The Urgent Need for Unbiased Search: Addressing Google’s Non-Compliance with the DMA
The centrality of unbiased search engines in the functioning of the internet cannot be overstated. Google Search, which commands over 90% of the global market, wields immense influence over user preferences. With over 400 million monthly active users, according to data shared in compliance with the Digital Services Act, Google’s ability to shape the digital landscape is unparalleled.
Google’s initial mission to organize the world’s information has remained unchanged on paper. However, its actions reveal a shift towards online intermediation, prioritizing transactions over information dissemination. This pivot has raised significant concerns about conflicts of interest. By developing vertical search products, Google has started demoting competitors through algorithmic adjustments or by simply occupying prime real estate on search results pages with its own services.
In the travel sector, for instance, Google prominently features its own services like Google Hotels, Flights, Trains, Vacation Rentals and Things to do, overshadowing organic search results and putting competing services at a disadvantage.
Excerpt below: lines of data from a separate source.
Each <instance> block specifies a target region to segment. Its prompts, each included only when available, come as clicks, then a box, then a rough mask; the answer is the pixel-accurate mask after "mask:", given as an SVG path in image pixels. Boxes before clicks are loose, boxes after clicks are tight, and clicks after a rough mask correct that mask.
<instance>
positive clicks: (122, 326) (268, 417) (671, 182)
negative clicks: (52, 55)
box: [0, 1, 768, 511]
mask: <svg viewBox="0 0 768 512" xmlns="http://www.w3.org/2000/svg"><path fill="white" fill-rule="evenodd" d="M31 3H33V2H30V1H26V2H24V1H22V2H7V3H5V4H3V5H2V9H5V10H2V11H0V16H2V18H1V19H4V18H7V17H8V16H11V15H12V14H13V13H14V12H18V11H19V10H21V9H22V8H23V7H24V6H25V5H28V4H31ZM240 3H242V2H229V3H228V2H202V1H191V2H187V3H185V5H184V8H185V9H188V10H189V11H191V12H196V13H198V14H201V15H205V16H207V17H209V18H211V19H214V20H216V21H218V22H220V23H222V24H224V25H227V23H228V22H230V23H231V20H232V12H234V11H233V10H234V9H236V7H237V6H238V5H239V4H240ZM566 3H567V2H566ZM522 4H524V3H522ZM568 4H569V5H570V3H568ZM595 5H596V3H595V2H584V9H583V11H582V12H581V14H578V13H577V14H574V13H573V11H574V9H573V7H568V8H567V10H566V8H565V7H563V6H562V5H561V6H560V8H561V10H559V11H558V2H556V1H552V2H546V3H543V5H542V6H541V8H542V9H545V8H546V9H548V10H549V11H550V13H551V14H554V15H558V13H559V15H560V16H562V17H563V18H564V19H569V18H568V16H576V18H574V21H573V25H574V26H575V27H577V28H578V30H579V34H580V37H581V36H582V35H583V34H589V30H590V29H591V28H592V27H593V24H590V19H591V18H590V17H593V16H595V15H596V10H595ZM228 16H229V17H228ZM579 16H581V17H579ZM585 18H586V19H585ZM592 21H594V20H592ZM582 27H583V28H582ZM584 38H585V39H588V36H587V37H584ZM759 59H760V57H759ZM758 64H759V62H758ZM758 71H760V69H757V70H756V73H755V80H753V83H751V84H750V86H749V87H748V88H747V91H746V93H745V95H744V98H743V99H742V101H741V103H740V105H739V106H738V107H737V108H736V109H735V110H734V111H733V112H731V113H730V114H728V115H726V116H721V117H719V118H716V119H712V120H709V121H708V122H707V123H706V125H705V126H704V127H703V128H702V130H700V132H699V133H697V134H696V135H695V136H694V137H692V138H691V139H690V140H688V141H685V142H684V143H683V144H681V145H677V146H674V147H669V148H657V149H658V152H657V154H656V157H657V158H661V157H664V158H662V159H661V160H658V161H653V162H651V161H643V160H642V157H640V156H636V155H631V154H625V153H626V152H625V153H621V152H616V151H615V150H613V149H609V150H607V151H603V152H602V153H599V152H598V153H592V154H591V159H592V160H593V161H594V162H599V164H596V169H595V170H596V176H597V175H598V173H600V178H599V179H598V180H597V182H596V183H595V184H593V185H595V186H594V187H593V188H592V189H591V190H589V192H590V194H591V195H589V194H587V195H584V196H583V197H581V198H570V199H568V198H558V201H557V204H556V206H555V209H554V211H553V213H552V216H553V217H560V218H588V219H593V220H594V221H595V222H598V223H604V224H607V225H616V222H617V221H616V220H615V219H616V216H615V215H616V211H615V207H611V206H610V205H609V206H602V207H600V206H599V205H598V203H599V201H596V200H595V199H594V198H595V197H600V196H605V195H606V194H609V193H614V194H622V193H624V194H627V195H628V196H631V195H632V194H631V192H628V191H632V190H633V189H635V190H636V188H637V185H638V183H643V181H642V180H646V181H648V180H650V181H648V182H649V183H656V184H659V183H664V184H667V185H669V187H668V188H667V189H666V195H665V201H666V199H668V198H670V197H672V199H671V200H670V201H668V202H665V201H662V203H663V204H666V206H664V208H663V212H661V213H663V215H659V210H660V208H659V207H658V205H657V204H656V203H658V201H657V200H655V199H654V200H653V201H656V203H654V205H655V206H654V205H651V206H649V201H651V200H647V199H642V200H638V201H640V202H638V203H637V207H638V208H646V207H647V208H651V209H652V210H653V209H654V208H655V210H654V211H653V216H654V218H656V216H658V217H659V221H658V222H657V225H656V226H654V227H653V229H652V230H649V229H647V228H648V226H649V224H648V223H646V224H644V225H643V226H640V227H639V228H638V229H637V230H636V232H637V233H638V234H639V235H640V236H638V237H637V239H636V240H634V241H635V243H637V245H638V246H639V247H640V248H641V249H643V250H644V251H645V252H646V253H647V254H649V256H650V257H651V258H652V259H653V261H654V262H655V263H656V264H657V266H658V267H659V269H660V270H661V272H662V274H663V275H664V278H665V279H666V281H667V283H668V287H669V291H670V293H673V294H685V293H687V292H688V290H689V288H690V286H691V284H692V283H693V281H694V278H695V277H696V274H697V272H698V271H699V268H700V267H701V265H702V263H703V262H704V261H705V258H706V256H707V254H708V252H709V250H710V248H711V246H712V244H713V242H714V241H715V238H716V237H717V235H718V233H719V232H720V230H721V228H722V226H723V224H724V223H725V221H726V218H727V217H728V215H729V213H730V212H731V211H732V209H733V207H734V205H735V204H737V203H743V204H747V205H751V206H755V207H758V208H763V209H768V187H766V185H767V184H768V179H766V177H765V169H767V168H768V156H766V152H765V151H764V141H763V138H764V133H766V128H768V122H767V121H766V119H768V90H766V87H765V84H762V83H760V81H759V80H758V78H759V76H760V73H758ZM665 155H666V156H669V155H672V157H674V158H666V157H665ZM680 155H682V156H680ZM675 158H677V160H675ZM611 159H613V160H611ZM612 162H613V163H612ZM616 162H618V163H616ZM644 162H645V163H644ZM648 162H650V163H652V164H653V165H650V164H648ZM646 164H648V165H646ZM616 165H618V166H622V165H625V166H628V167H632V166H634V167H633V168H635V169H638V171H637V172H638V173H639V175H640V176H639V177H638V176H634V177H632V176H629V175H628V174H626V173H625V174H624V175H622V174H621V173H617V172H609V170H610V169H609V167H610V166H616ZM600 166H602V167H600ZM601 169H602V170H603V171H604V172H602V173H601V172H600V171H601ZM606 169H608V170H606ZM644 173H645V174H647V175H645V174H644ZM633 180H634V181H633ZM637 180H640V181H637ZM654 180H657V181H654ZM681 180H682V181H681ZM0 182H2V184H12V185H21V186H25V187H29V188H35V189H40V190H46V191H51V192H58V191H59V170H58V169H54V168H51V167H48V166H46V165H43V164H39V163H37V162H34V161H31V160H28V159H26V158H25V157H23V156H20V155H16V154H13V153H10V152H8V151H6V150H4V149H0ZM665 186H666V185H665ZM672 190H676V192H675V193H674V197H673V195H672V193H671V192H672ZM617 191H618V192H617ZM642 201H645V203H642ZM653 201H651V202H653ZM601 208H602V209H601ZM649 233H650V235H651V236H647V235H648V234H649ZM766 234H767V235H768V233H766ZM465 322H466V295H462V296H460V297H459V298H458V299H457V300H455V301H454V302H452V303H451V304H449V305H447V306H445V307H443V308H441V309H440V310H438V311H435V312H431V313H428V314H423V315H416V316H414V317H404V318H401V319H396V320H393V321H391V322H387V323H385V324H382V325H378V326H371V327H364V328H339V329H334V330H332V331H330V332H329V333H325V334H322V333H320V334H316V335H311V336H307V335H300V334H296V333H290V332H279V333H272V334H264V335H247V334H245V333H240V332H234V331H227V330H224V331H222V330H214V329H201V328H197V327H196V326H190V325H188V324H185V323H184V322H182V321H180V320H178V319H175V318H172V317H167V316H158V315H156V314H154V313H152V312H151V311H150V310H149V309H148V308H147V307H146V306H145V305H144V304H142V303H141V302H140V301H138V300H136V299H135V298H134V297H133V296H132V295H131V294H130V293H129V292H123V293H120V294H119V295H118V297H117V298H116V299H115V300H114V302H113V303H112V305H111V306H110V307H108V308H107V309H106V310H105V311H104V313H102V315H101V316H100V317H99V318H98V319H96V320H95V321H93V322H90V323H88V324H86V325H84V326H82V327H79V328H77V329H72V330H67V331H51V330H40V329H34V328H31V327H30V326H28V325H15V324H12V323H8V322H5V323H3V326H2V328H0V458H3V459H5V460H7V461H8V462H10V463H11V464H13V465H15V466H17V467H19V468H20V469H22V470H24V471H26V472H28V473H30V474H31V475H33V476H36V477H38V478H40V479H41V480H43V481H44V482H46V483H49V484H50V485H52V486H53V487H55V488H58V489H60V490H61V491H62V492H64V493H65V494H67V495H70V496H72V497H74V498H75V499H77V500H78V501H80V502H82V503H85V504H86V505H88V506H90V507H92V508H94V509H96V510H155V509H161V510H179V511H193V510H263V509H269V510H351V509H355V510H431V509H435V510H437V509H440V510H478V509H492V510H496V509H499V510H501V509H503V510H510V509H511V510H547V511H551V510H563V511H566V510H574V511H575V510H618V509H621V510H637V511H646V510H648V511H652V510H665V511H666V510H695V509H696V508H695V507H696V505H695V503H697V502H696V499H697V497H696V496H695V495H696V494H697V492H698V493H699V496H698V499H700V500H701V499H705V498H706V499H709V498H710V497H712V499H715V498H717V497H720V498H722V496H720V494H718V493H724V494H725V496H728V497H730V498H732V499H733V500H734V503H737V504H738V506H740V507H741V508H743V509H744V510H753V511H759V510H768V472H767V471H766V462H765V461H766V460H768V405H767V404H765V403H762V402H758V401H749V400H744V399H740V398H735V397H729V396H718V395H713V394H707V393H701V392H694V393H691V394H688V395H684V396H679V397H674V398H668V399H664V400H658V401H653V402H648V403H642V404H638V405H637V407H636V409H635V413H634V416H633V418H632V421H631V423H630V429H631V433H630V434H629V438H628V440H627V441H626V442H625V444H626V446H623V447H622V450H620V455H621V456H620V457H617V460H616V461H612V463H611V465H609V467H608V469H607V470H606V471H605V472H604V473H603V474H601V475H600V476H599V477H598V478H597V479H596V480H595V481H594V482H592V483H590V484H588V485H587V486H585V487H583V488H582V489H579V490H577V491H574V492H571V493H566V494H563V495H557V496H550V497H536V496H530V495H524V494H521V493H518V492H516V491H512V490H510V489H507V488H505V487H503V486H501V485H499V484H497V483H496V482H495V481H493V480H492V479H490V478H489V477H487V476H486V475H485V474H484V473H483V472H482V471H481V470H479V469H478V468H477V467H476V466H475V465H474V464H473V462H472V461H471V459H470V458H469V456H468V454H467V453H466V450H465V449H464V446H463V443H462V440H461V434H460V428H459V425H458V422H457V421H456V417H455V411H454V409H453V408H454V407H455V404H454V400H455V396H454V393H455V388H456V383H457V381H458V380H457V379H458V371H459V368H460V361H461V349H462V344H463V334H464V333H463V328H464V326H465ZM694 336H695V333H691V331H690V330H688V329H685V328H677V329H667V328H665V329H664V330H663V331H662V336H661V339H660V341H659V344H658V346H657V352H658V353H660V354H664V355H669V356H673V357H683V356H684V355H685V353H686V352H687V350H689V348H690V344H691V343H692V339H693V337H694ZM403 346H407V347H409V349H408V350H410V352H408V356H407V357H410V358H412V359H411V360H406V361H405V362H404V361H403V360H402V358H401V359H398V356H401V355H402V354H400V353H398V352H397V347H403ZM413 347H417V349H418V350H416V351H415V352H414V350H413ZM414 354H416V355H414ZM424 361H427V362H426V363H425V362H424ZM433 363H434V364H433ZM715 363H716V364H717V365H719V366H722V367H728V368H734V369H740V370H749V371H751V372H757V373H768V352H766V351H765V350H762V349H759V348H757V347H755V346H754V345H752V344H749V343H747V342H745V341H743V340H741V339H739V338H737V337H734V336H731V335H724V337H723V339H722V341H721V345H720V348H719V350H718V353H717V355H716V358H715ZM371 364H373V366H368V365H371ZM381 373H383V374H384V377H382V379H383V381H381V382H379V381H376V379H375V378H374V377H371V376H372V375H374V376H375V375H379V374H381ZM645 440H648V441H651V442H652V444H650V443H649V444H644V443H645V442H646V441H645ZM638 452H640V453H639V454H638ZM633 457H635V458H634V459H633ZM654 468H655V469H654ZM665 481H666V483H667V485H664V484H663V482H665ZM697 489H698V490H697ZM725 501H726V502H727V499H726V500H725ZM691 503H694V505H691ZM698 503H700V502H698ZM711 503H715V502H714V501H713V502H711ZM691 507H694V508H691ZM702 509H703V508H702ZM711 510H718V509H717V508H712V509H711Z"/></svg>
The European Commission’s 2017 decision in the Google Shopping case was a landmark moment, highlighting this self-preferencing behavior as a violation of antitrust rules.
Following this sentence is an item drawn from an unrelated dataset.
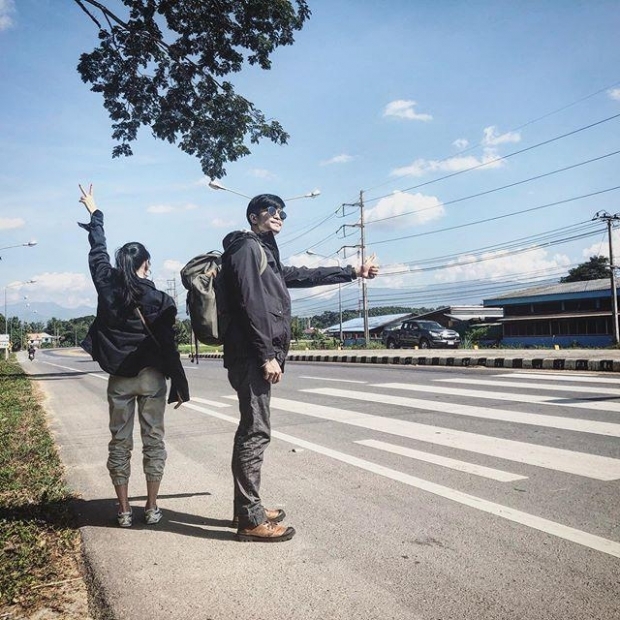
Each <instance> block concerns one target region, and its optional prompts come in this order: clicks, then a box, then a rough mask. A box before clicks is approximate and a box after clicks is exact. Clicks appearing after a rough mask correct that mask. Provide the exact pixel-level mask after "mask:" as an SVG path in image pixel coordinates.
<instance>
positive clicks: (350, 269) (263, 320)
mask: <svg viewBox="0 0 620 620" xmlns="http://www.w3.org/2000/svg"><path fill="white" fill-rule="evenodd" d="M284 208H285V205H284V201H283V200H282V199H281V198H280V197H278V196H274V195H273V194H261V195H259V196H255V197H254V198H253V199H252V200H251V201H250V203H249V205H248V207H247V211H246V217H247V220H248V222H249V223H250V226H251V231H236V232H232V233H230V234H229V235H227V236H226V237H225V238H224V242H223V244H224V255H223V262H222V275H223V287H224V288H223V292H224V295H223V296H221V297H223V298H224V299H225V303H224V307H223V308H222V309H221V310H222V311H223V312H224V313H225V314H226V316H227V318H228V319H229V320H230V323H229V325H228V328H227V330H226V332H225V335H224V366H225V367H226V368H227V369H228V379H229V381H230V384H231V385H232V387H233V388H234V389H235V391H236V392H237V396H238V398H239V411H240V413H241V419H240V422H239V427H238V428H237V432H236V434H235V442H234V448H233V456H232V473H233V479H234V517H235V522H236V523H237V524H238V531H237V538H238V540H240V541H243V542H259V541H263V542H276V541H284V540H290V539H291V538H292V537H293V536H294V535H295V530H294V529H293V528H292V527H287V526H285V525H283V524H282V523H281V521H282V520H283V519H284V517H285V514H284V511H283V510H281V509H276V510H268V509H265V508H264V507H263V505H262V502H261V499H260V495H259V491H260V473H261V467H262V463H263V455H264V452H265V449H266V448H267V445H268V444H269V441H270V438H271V425H270V410H269V400H270V396H271V385H272V384H274V383H278V382H279V381H280V380H281V378H282V373H283V371H284V363H285V360H286V355H287V353H288V349H289V344H290V340H291V298H290V295H289V293H288V289H289V288H305V287H312V286H319V285H324V284H339V283H342V282H350V281H351V280H353V279H355V278H357V277H363V278H374V277H375V276H376V275H377V274H378V268H377V267H376V266H375V265H373V264H369V263H367V264H365V265H363V266H361V267H357V268H355V267H352V266H350V265H349V266H347V267H317V268H315V269H310V268H308V267H287V266H285V265H282V263H281V262H280V252H279V250H278V246H277V244H276V241H275V235H277V234H278V233H279V232H280V230H281V229H282V224H283V221H284V220H285V219H286V213H285V211H284ZM221 297H220V298H221ZM218 303H219V298H218Z"/></svg>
The DMA seeks to curb these practices by prohibiting gatekeepers from favoring their own services over those of third parties. Article 6.5 explicitly bans self-preferencing, ensuring that search engines cannot give preferential treatment to their own intermediation services. This provision is crucial for maintaining the integrity of general search and safeguarding user choice.
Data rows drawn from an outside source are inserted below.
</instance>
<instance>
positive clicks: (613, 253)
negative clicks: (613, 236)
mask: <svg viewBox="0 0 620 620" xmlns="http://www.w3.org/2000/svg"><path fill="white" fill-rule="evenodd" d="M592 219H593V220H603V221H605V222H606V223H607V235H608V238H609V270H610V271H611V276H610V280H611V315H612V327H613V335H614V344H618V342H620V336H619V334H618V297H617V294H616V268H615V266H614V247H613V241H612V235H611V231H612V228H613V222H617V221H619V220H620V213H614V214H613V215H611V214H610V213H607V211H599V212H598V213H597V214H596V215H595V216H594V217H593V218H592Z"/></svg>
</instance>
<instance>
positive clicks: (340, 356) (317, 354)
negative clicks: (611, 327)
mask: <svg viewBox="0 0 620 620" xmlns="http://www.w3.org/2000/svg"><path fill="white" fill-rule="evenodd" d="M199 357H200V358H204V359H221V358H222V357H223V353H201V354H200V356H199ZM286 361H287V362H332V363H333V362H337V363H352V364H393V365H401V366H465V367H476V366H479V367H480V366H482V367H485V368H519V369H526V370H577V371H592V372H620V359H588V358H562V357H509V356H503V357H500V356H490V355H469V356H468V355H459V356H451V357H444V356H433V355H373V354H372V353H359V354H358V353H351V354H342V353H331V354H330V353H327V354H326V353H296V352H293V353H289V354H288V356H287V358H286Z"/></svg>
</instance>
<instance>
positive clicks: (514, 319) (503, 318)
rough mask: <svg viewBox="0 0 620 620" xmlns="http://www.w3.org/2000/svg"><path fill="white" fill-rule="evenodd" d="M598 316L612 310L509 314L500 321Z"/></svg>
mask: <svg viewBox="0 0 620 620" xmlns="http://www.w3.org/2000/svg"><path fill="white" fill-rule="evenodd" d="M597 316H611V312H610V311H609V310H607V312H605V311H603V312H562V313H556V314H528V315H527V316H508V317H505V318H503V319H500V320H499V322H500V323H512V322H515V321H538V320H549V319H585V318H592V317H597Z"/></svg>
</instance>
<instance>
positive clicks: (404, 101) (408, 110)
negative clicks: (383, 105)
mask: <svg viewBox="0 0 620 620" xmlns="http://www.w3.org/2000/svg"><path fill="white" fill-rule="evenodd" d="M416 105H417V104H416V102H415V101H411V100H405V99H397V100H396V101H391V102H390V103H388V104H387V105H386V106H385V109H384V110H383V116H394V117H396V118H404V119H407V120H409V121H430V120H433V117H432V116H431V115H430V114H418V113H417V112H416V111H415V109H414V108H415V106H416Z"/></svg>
Despite the clarity of Article 6.5, Google continues to integrate its specialized services into search results, with richer features than those offered to competitors. This blatant non-compliance has rightly prompted the European Commission to open a non-compliance investigation into Alphabet’s practices.
The Commission seems determined to fully exercise its powers under the DMA, including imposing fines until gatekeepers achieve full compliance. Yesterday’s announcement by the Commission of its preliminary findings in the investigation into Apple over its implementation of the anti-steering obligations should be an important warning for Google.
The next few months will be extremely important to establish whether Google will be willing to change its approach or face the inevitable legal consequences for non-compliance. It is clear that, to align with the spirit and letter of the law, Google will need to move away from offering vertical search features on the Search Engine Result Page (SERP), as the Commission has suggested in the last months.
Until Google aligns its operations with the Regulation, the broader goal of unbiased and fair search remains unfulfilled. The Commission’s rigorous enforcement of Article 6.5 is essential to restoring balance and ensuring that the vast power wielded by Google does not further compromise competition and innovation in digital markets and starts fostering a more contestable and accessible online environment for all businesses.
This blog post has been written in the context of eu travel tech’s participation in the ECN Digital Markets Act Conference in Amsterdam on 27 June 2024.